In 1965, my friend and colleague John King, who has died aged 77, co-founded with the distinguished baroque trumpeter Don Smithers the Oxford Pro Musica, a professional orchestra later renamed the City of Oxford Orchestra. His collaboration with his friend Yannis Daras, the Greek conductor, with whom he shared an encyclopedic knowledge of music, ushered in a revolutionary era in the musical life of Oxford.
In its heyday the orchestra gave some 70 performances a year and attracted world class soloists such as Nigel Kennedy, Cristina Ortiz, Julian Lloyd Webber and Yannis’s friend and protege Marios Papadopoulos. The music director of the Oxford Philharmonic Orchestra, Marios said: “John was a man of great vision and humility. He leaves a significant and enduring musical legacy.”
Born in Walkden, Lancashire, the son of Norman King, a baker, and his wife, Alice (nee Potter), John attended Bolton school, where he developed a passion for music. While reading law at Oxford University he was regularly involved in music, playing the trumpet with the Oxford University Orchestra and the Oxford Orchestral Society. He went on to perform with the Northern Sinfonia and the orchestras of Welsh National Opera and Scottish Ballet.
In collaboration with Gordon McDougall, artistic director of the Oxford Playhouse, in 1979 John formed Oxford Music Theatre, one of the first companies outside New York and London to tour a production of Tom Stoppard’s Every Good Boy Deserves Favour. In the early 1980s John introduced an annual summer season of baroque concerts in Merton College chapel. Another highly successful collaboration came with the Oxford music professor Denis Arnold, who used the City of Oxford Orchestra as a conduit for his own research into 18th-century Italian music.
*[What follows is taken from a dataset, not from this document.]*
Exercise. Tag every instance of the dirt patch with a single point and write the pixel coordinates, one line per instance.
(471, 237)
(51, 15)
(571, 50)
In the late 1990s John and the trumpeter Roger Payne formed La Réjouissance, an ensemble of trumpets and organ that performed many concerts in Oxford and produced a CD of the same name. More recently John contributed to feasibility studies for the creation of the Jacqueline du Pré building at St Hilda’s College and the adaptation of St John the Evangelist (SJE) into a new 500-seat concert venue for Oxford. An inspirational teacher, John was the brass coach for the Thame Vale Youth Orchestra for many years. He was a socialist and a europhile, a northerner with a dry but always compassionate sense of humour.
John is survived by his second wife, Thérèse (nee Hebert), whom he met in the 1980s and married in 2006, and by two stepsons, Nick and Luke, and six step-grandchildren, Ellie, Oskar, Konrad, Lucy, Milton and Alfie.